TECNICHE DI PRESENTAZIONE DELLE PAROLE E DEI PENSIERI:
Il linguaggio utilizzato dall’autore per esprimere i pensieri e le parole dei personaggi è misto: è usato frequentemente il discorso diretto, per dare dinamica alla vicenda; sono anche presenti monologhi interiori, questi fanno rallentare la narrazione, mentre danno largo spazio alle riflessioni del lettore. Questo tipo si tecnica lascia inoltre anche molta libertà di interpretazione dei flussi di coscienza presenti nel romanzo.
NARRATORE:
Il narratore è il padre del ragazzo handicappato, quindi la storia viene raccontata maggiormente dalsuo punto di vista; anche se, qualche volta, lo stesso personaggio-narratore si immedesima in un altro personaggio, trasmettendo i suoi pensieri. Il narratore, essendo un personaggio attivo ed interno ai fatti, è sempre presente e coinvolto: anche i fatti sono raccontati in prima persona.
TEMATICHE:
Questo romanzo vuole far riflettere sulla problematica delle persone con handicap: sui loro problemi in famiglia, ad inserirsi in un gruppo, a trascorrere una vita normale. L’autore rivolge la sua attenzione a raccontare i fatti della vita di un ragazzo con un handicap che riguardino esclusivamente la riflessione sull’argomento: in ogni capitolo vi sono “frammenti” di pensieri dei personaggi, da cui emergono varie posizioni riguardanti questa tematica. Il modo di vedere ed interpretare questo argomento si può legare alla mentalità attuale, infatti in molte occasioni sentiamo parlare di gente handicappata, o che viene discriminata o che, qualche volta, addirittura noi discriminiamo. Il pensiero dell’autore riporta questo tipo di mentalità anche perché è un contemporaneo e il libro non è stato scritto da molto tempo.
COMMENTO:
Sapendo che questo libro fosse una specie di biografia, ancor prima di iniziare a leggerlo mi ero fatto un’idea di un libro noioso e storico…Quando poi l’ho letto mi sono meravigliato (ammetto di aver letto libri migliori) perché questo romanzo non era né di tipo storico-biografico né noioso, anzi, sono rimasto colpito dal modo dell’autore di scrivere di un argomento di cui spesso è difficile anche solo parlare.
Sembra che questo testo sia stato scritto con molta normalità, anche perché forse la tematica ricorrente nel romanzo l’autore la vive in prima persona anche nella vita quotidiana; proprio per questo motivo il libro mi ha colpito e coinvolto nelle vicende.
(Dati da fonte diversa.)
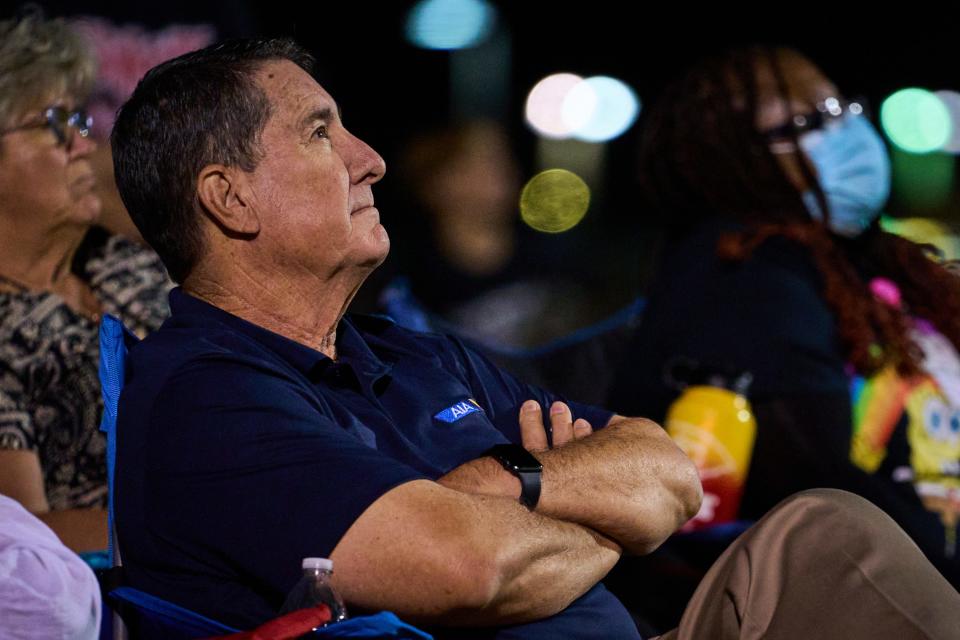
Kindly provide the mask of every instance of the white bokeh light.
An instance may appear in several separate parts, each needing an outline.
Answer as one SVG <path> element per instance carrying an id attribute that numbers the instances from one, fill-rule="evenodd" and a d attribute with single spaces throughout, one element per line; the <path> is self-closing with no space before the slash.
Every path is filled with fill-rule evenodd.
<path id="1" fill-rule="evenodd" d="M 640 113 L 640 101 L 620 80 L 593 76 L 570 90 L 562 113 L 574 137 L 606 142 L 633 125 Z"/>
<path id="2" fill-rule="evenodd" d="M 950 137 L 940 147 L 941 151 L 960 154 L 960 93 L 956 91 L 935 91 L 934 94 L 950 112 L 950 121 L 953 123 Z"/>
<path id="3" fill-rule="evenodd" d="M 549 75 L 530 90 L 524 109 L 527 123 L 545 138 L 569 138 L 573 133 L 564 120 L 563 105 L 570 91 L 583 81 L 572 73 Z"/>
<path id="4" fill-rule="evenodd" d="M 564 96 L 560 114 L 570 134 L 576 136 L 590 125 L 600 108 L 602 105 L 597 90 L 589 80 L 582 80 Z"/>

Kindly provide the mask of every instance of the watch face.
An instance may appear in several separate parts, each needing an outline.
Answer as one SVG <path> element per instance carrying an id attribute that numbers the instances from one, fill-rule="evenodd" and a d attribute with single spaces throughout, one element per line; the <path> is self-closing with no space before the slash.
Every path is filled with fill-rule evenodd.
<path id="1" fill-rule="evenodd" d="M 519 473 L 542 471 L 543 465 L 533 454 L 518 444 L 501 444 L 491 449 L 501 464 Z"/>

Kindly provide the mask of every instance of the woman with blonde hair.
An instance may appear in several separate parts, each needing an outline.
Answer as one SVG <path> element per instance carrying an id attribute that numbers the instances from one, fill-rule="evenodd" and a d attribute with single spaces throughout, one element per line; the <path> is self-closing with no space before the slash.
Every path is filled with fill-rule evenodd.
<path id="1" fill-rule="evenodd" d="M 75 550 L 107 541 L 99 318 L 168 313 L 156 256 L 96 226 L 94 73 L 63 20 L 0 22 L 0 493 Z"/>

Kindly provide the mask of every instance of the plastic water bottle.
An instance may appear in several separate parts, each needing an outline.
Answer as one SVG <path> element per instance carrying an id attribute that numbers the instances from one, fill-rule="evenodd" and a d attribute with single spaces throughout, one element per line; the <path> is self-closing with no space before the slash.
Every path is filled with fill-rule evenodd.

Addirittura mi sentivo partecipe delle notevoli riflessioni dei personaggi, e ,molte volte, le condividevo.
Secondo me, anche il modo di scrivere dell’autore è adatto al tipo di argomento: il narratore dei fatti è il padre di un ragazzo handicappato che racconta in prima persona come lui! vive questa esperienza come riflette su di essa.
Una cosa che per la prima volta trovo in un libro è quella di dividere così tanto i capitoli, tanto che ognuno parli di una cosa diversa; a mio parere è questo che rende il libro un po’ più pesante: dover ricostruire, secondo un filo logico, l’ordine cronologico dei fatti narrati.
Una cosa, invece, molto positiva che è emersa da questa lettura, è il fatto di “sovrabbondare” con le riflessioni dei personaggi , poiché ciò ne stimola lo sviluppo nel lettore.